Economia

ESG, tutto quello che c’è da sapere: tra light e dark green, ma anche greenwashing

Si sente spesso parlare di ESG, ma spesso non tutti sanno cosa significhi e da dove provenga questo acronimo. Facciamo chiarezza.

La definizione di ESG

ESG è l’acronimo di Environmental, Social and Governance e si utilizza in ambito economico/finanziario per indicare tutte quelle attività legate all’investimento responsabile (IR) che perseguono gli obiettivi tipici della gestione finanziaria tenendo in considerazione aspetti di natura ambientale, sociale e di governance, per l’appunto.

Una cronistoria dell’ESG

Il tema ESG è nato negli anni Novanta con la Global Reporting Initiative (GRI), ossia un quadro di reportistica sui comportamenti ambientali delle imprese.

Le linee guida del giugno 2000 hanno definito un primo approccio alle tematiche ESG, che si è poi evoluto nel corso del decennio.

Nel 2015 l’Onu (Organizzazione delle Nazioni Unite) ha definito gli Obiettivi di Sviluppo Sostenibile (SDGs), ossia 17 obiettivi per raggiungere sviluppo globale, promozione del benessere umano e protezione dell’ambiente. Contestualmente, è stata approvata l’Agenda 2030, che contiene i 17 SDGs e e i 169 sotto-obiettivi, i quali mirano a porre fine alla povertà, a lottare contro l’ineguaglianza e allo sviluppo sociale ed economico. Inoltre riprendono aspetti di fondamentale importanza per lo sviluppo sostenibile quali l’affrontare i cambiamenti climatici e costruire società pacifiche entro l’anno 2030. Sempre nel 2015, alla Conferenza sul clima di Parigi, 195 Paesi hanno adottato i primi accordi universali e giuridicamente vincolanti sul clima mondiale, che prevedono:

  1. misure per limitare il riscaldamento globale al di sotto dei 2ºC;
  2. obblighi di reportistica non finanziaria per le imprese;
  3. norme più stringenti per la tutela dell’ambiente e per contenere il riscaldamento globale.

Sia la Commissione Europea, con il pacchetto di misure del 14 luglio 2021 conosciuto come “Fit for 55” sia il G20 Energia e Clima di Napoli hanno tentato di trovare un accordo per rimanere sotto gli 1,5 gradi di riscaldamento globale entro il 2030.

Il greenwashing

Il maggior rischio dietro l’ESG è il greenwashing, ossia l’utilizzo di pratiche comunicative fuorvianti da parte di imprese, organizzazioni o istituzioni politiche per dare una parvenza di sostenibilità anche a prodotti o servizi che nella sostanza non lo sono.

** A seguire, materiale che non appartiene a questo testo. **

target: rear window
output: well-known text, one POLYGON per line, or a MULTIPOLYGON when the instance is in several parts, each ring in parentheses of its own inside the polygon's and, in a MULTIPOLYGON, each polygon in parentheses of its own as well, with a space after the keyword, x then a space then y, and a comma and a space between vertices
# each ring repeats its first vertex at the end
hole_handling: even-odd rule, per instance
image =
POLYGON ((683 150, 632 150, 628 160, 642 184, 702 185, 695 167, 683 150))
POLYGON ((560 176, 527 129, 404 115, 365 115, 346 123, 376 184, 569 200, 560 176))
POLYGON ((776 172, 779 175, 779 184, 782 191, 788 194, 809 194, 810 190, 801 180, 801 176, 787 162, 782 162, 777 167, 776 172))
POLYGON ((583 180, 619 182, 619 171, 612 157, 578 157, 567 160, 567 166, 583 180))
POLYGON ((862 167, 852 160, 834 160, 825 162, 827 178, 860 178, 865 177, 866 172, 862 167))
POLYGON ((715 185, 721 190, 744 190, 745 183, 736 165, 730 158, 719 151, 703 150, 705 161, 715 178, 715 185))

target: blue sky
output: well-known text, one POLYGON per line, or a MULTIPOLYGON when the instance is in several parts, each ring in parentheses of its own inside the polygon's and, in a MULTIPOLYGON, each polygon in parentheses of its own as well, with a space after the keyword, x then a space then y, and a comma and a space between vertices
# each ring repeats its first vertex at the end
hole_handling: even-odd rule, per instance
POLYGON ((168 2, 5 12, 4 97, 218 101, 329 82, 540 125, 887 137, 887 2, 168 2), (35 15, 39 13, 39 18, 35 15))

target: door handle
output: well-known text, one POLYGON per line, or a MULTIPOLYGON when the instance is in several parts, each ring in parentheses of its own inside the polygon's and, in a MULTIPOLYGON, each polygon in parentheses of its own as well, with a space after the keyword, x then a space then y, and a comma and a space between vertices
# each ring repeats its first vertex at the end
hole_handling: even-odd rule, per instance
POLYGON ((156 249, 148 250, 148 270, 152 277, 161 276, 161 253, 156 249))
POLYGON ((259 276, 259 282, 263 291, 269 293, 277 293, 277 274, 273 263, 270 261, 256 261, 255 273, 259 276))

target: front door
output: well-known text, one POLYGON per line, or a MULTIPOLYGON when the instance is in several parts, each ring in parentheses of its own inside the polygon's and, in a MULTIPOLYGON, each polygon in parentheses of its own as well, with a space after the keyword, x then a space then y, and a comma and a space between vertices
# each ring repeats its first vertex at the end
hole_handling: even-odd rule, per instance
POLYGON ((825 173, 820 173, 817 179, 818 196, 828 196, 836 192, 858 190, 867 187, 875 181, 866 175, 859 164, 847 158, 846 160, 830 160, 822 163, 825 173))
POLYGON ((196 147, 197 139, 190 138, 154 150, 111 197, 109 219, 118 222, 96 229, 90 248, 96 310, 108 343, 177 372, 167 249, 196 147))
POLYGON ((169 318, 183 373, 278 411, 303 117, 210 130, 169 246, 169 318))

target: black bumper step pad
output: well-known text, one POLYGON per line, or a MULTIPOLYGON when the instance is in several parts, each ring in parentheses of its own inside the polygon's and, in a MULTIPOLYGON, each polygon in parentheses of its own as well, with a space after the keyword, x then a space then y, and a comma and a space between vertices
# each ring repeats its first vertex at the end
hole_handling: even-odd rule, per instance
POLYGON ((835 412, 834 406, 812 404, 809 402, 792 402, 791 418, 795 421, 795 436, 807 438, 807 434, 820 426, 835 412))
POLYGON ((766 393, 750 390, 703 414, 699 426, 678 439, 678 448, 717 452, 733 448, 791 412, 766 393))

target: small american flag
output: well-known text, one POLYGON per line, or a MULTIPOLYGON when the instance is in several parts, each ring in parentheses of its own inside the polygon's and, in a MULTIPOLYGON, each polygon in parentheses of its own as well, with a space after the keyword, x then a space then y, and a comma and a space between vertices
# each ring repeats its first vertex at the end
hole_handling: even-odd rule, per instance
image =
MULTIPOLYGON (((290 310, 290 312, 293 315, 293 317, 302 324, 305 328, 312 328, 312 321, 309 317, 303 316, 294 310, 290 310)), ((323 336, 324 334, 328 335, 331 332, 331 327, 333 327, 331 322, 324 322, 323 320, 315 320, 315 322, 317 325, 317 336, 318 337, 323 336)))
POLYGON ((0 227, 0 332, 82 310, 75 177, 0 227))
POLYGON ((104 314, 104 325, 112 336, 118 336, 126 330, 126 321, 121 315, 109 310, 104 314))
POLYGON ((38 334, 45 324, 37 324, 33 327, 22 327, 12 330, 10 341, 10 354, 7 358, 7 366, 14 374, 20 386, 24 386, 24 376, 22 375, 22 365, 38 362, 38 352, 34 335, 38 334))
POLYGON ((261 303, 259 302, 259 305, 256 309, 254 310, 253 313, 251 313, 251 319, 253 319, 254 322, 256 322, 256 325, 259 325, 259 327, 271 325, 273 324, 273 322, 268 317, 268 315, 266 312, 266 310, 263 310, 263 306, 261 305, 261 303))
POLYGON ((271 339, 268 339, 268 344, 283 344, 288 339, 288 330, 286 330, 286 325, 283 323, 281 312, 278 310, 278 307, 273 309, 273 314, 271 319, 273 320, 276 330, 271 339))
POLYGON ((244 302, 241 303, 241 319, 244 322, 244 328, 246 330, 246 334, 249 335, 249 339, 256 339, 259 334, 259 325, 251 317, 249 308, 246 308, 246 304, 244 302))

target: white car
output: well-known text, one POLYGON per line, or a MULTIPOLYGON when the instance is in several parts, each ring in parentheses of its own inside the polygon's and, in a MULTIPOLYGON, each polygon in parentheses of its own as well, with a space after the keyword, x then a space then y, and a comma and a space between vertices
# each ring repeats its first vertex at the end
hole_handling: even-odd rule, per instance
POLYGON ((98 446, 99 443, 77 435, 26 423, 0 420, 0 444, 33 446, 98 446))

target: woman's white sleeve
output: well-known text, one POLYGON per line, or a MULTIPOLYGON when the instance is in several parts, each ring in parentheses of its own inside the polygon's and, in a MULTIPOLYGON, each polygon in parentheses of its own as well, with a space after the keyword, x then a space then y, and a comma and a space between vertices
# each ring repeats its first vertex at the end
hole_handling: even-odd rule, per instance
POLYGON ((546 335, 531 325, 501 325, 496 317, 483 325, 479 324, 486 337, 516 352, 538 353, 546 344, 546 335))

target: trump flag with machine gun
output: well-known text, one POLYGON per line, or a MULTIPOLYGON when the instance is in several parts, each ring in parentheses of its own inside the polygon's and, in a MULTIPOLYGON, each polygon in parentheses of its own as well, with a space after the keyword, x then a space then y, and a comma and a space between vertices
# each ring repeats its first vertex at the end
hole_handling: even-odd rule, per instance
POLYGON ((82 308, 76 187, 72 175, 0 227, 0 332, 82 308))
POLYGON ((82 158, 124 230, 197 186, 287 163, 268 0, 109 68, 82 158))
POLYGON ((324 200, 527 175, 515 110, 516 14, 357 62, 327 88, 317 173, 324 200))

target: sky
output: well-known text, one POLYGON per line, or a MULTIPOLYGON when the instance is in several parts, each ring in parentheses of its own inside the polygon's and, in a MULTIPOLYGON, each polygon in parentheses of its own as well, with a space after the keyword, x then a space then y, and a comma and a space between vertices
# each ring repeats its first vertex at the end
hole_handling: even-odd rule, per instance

E’ il caso delle pubblicità dei colossi petroliferi in Gran Bretagna. Nel giugno scorso l’Advertising Standards Authority del Regno Unito ha emesso delle sentenze che hanno vietato diversi annunci delle società energetiche ShellPetronas e Repsol relative alle iniziative di energia pulita delle società.

Ricordiamo che recentemente la Commissione europea ha presentato una proposta che contiene diversi criteri comuni per contrastare il greenwashing e le asserzioni ambientali ingannevoli.

Le applicazioni finanziarie dell’ESG: light e dark green

I prodotti light green sono tutti quei fondi che promuovono obiettivi ESG e tengono in considerazione caratteristiche di sostenibilità, sebbene ciò non sia lo scopo principale dei fondi stessi. Tali fondi applicano l’articolo 8 della Sustainable Finance Disclosure Regulation (SFDR).

I prodotti dark green sono veicoli che fanno della sostenibilità un credo e che tengono ferma la convinzione che senza di essa non vi possa essere alcuna profittabilità negli investimenti, almeno nel lungo periodo. Tali fondi applicano l’articolo 9 della SFDR.

Vi sono poi gli investimenti sostenibili, che possono essere: socialmente responsabili, value-based, a impatto o basati su criteri ESG.